Case Law Details

Case Name : Messrs Maxim Tubes Company Pvt Ltd Vs Union of India (Gujarat High Court)
Appeal Number : Special Civil Application No. 15186 of 2018
Date of Judgement/Order : 04/02/2019
Related Assessment Year :


In the pre-GST period, the advance authorization license allowed an exporter to import raw materials used for manufacturing exported goods without payment of taxes on import of raw material used for past exports.

Subsequently, the scheme was amended to allow exemption from IGST as well as compensation cess by issuing Notification No.79/2017-Cus dated 13.10.2017. For availing such exemption, a pre-import condition was introduced and also, the export obligation was required to be fulfilled only by physical exports.
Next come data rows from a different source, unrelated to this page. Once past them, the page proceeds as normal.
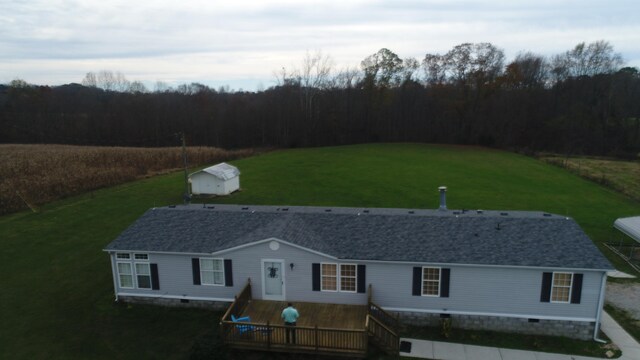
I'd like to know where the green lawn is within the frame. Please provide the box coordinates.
[1,143,639,359]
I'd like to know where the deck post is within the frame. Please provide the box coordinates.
[266,321,271,350]
[315,325,319,351]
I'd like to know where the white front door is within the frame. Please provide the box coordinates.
[262,259,285,301]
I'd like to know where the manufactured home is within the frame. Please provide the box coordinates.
[105,198,612,354]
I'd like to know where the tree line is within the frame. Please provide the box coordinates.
[1,41,639,157]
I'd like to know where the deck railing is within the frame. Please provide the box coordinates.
[221,279,252,322]
[366,284,399,356]
[220,321,368,356]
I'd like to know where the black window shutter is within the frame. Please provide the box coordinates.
[440,268,450,298]
[192,258,201,285]
[150,263,160,290]
[224,259,233,287]
[540,272,552,302]
[312,263,320,291]
[357,265,366,293]
[412,267,422,296]
[571,273,583,304]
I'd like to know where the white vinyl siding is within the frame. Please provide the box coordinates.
[200,258,224,286]
[551,272,573,303]
[422,267,440,296]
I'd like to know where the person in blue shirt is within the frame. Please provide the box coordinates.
[281,303,299,344]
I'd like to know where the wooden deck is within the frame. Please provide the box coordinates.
[220,281,399,357]
[240,300,367,329]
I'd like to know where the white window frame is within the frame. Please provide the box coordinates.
[339,263,358,293]
[421,266,441,297]
[134,253,148,260]
[117,261,134,289]
[320,263,358,293]
[551,272,573,304]
[321,262,338,292]
[115,252,151,289]
[135,262,152,289]
[200,258,225,286]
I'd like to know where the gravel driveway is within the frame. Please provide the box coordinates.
[606,282,640,320]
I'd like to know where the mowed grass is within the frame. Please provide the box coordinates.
[1,143,639,359]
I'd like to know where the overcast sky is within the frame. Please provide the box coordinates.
[1,0,639,91]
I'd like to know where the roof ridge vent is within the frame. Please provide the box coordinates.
[241,207,249,210]
[543,213,551,217]
[500,212,508,216]
[325,209,332,212]
[477,210,483,214]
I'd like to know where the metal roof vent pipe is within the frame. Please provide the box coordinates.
[438,186,447,211]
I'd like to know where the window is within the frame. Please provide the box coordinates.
[116,253,152,289]
[321,263,337,291]
[340,264,357,292]
[135,263,151,289]
[200,258,224,285]
[551,272,572,303]
[117,262,133,288]
[422,267,440,296]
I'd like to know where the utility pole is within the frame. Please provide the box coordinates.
[181,132,190,204]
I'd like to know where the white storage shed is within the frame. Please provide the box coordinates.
[189,163,240,195]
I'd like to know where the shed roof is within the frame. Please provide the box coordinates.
[190,162,239,181]
[614,216,640,242]
[106,204,612,270]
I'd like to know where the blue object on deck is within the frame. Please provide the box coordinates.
[231,315,254,334]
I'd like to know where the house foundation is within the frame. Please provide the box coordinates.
[396,311,595,340]
[118,295,230,311]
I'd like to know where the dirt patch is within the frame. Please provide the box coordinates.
[606,282,640,320]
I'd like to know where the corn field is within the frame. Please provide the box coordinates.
[0,144,258,215]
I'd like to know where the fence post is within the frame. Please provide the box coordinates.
[315,325,319,351]
[267,321,271,350]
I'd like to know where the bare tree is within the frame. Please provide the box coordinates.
[422,53,448,85]
[504,52,549,89]
[128,81,147,94]
[81,72,97,87]
[552,40,624,81]
[361,48,404,87]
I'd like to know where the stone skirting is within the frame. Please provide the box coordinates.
[397,311,595,340]
[118,295,230,310]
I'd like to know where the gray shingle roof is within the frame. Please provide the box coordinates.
[190,162,239,180]
[105,204,613,270]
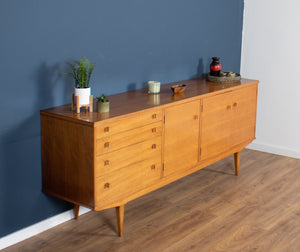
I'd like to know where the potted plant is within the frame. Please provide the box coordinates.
[97,94,110,113]
[63,57,96,105]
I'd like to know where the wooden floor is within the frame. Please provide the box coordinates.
[4,149,300,252]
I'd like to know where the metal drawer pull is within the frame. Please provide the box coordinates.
[104,183,110,189]
[151,164,156,170]
[152,144,157,149]
[104,160,110,166]
[194,115,199,120]
[104,142,110,148]
[104,127,110,133]
[233,102,238,107]
[152,128,157,133]
[152,114,157,119]
[226,105,231,110]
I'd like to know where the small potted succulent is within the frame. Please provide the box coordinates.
[63,57,96,105]
[97,94,110,113]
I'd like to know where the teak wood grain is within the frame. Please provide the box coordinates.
[95,121,162,155]
[95,156,161,205]
[164,100,200,176]
[201,85,257,161]
[41,78,256,124]
[94,108,163,137]
[40,77,259,236]
[41,115,95,208]
[95,136,162,178]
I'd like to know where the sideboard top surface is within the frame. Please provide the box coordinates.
[40,77,258,125]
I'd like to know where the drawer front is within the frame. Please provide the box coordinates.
[95,157,161,204]
[95,109,162,138]
[96,122,162,155]
[95,136,162,177]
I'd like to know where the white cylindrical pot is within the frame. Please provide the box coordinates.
[148,81,161,94]
[74,87,91,105]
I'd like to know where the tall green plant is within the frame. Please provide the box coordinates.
[63,57,96,88]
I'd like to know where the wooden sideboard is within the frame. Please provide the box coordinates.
[41,77,258,236]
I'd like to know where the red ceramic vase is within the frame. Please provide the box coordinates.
[210,57,221,76]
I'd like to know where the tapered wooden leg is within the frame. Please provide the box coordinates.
[89,95,93,112]
[76,96,80,113]
[72,94,75,111]
[116,205,125,237]
[234,152,240,176]
[74,204,80,220]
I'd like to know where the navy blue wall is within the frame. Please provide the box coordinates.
[0,0,244,237]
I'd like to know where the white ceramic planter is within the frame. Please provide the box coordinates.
[74,87,91,105]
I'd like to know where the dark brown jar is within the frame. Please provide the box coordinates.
[210,57,222,76]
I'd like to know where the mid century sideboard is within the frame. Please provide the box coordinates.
[41,77,258,236]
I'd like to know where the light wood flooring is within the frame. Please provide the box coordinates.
[3,149,300,252]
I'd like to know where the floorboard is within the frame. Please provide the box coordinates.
[3,149,300,252]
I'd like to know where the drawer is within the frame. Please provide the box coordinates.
[95,156,161,204]
[95,109,162,138]
[95,136,162,177]
[96,121,162,155]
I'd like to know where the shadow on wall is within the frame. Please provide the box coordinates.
[190,58,205,79]
[0,62,73,237]
[122,58,207,96]
[127,83,137,92]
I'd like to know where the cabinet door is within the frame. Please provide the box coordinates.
[164,100,200,176]
[201,85,257,160]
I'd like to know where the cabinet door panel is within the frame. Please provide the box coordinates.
[201,85,257,160]
[201,91,234,160]
[230,86,257,146]
[164,100,200,176]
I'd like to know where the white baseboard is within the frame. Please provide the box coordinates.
[247,141,300,159]
[0,207,91,250]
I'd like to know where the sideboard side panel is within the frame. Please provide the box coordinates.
[41,115,94,208]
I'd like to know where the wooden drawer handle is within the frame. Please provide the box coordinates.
[152,128,157,133]
[104,183,110,189]
[226,105,231,110]
[151,164,156,170]
[104,160,110,166]
[152,144,157,149]
[104,127,110,133]
[233,102,238,107]
[104,142,110,148]
[152,114,157,119]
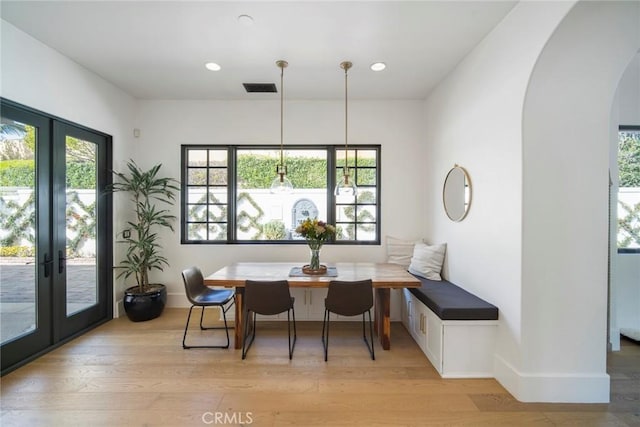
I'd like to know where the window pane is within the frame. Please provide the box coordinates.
[188,168,207,185]
[208,224,227,241]
[208,205,226,222]
[336,224,355,241]
[208,149,227,167]
[235,149,327,241]
[357,188,377,204]
[208,189,227,204]
[187,187,207,204]
[188,150,208,167]
[357,150,377,166]
[336,205,355,222]
[208,169,227,186]
[187,223,207,240]
[357,169,376,186]
[187,205,207,222]
[336,149,356,168]
[357,205,377,222]
[618,128,640,250]
[357,224,377,241]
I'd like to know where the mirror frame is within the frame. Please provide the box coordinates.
[442,165,472,222]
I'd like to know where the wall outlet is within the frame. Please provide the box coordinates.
[123,229,131,239]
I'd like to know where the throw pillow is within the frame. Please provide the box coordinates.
[385,236,416,269]
[408,242,446,281]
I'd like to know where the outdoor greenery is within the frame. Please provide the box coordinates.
[619,130,640,187]
[235,154,376,189]
[0,159,96,188]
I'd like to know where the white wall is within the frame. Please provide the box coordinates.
[422,0,574,401]
[1,20,137,312]
[134,99,425,305]
[521,0,639,403]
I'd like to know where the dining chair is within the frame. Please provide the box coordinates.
[181,266,235,349]
[322,279,375,361]
[242,280,296,360]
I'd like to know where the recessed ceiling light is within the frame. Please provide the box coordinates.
[205,62,221,71]
[370,62,386,71]
[237,14,254,26]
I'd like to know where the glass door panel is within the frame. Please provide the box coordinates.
[65,136,98,316]
[0,104,53,372]
[53,121,110,342]
[0,120,38,343]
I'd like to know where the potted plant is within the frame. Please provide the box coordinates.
[109,160,179,322]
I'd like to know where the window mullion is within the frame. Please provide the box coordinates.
[228,147,237,243]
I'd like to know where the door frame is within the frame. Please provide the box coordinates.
[1,98,113,375]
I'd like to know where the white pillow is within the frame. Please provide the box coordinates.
[386,236,416,268]
[408,242,446,281]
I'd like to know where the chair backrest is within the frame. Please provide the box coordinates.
[244,280,292,316]
[325,279,374,316]
[181,267,207,304]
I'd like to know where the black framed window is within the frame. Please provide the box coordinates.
[181,145,381,244]
[617,126,640,253]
Similar changes were made in the Foreign Trade Policy (FTP) by way of issuing Notification No. 33/2015-2020 dated 13.10.2017 whereby the “pre-import condition” was incorporated in paragraph 4.14 with effect from 13.10.2017 as well.

Subsequently, Directorate of Revenue Intelligence (DRI) commenced investigations on various persons availing exemption under advance license as to whether the pre-import conditions are fulfilled or not. The petitioner challenged the pre-import condition in the Gujarat High Court (HC).

Petitioner & DRI Contention:

Petitioner contended that there is no definition or clarification about the meaning of “pre-import condition”; but the DRI officers conducting the inquiry and investigation, hold a view that “pre-import condition” would mean that goods have to be imported first and then the final products manufactured from such imported goods have to be exported, and only when it was established that goods imported against a particular Authorisation were used in relation to manufacture of finished goods exported for fulfillment of Export Obligation of that particular Authorisation that the “pre-import condition” was satisfied, and accordingly, exemption was admissible to the goods imported against such Authorisation.

Further, exporters argued in the petition that the “pre-import condition” introduced post-GST violates Article 14 of the Constitution which relates to equality before the law “to the extent that it creates an artificial discrimination between exporters who proactively fulfil their export obligations prior to import of goods

High Court’s decision:

The “pre-import condition” contained in paragraph 4.14 of the Foreign Trade Policy, 2015-2020 inserted vide Notification No.33/2015-2020 dated 13.10.2017 and inserted vide clause (xii) in Notification No.18/2015-Cus vide Notification No.79/2017-Cus dated 13.10.2017, are hereby struck down as being ultra vires the Advance Authorisation Scheme as contained in the Foreign Trade Policy, 2015-2020 as well as the provisions of the Handbook of Procedures.

The key observations of HC are as follows:

1. Export in anticipation of advance authorisation in accordance with para 4.27 of the Handbook of Procedures and the pre-import condition  in accordance with para 4.14 of the FTP and pre-import condition in customs notification no.79/2017-Cus dated 13.10.2017 cannot stand together.

2. Even if the interpretation of condition of physical exports and pre-import condition by DRI is considered, it becomes more or less impossible to make exports under advance authorisation without violating the condition of pre-import due to the business cycle of an exporter, and the benefit of exemption from levy of IGST and compensation cess becomes more or less illusory.

3. The pre-import condition as mentioned in the customs Notification No.79/2017-Cus dated 13.10.2017 and para 4.14 of the FTP does not meet the test of reasonableness, and are also not in consonance with the scheme of advance authorisation.

4. The pre-import condition does not have any nexus to the objective of encouraging exports for which Advance Authorisation Scheme was constituted.

5. The HC disagreed with the view taken by Madurai bench of the Madras HC on the same issue in Vedanta Limited v. Union of India.

The pre-import condition in practical term denied benefits to exporters who import input goods after their finished products are exported which was causing enormous hardships to exporters. This ruling brings major relief for such exporters. Further, industry would expect the Government not to litigate the issue further in the Supreme Court.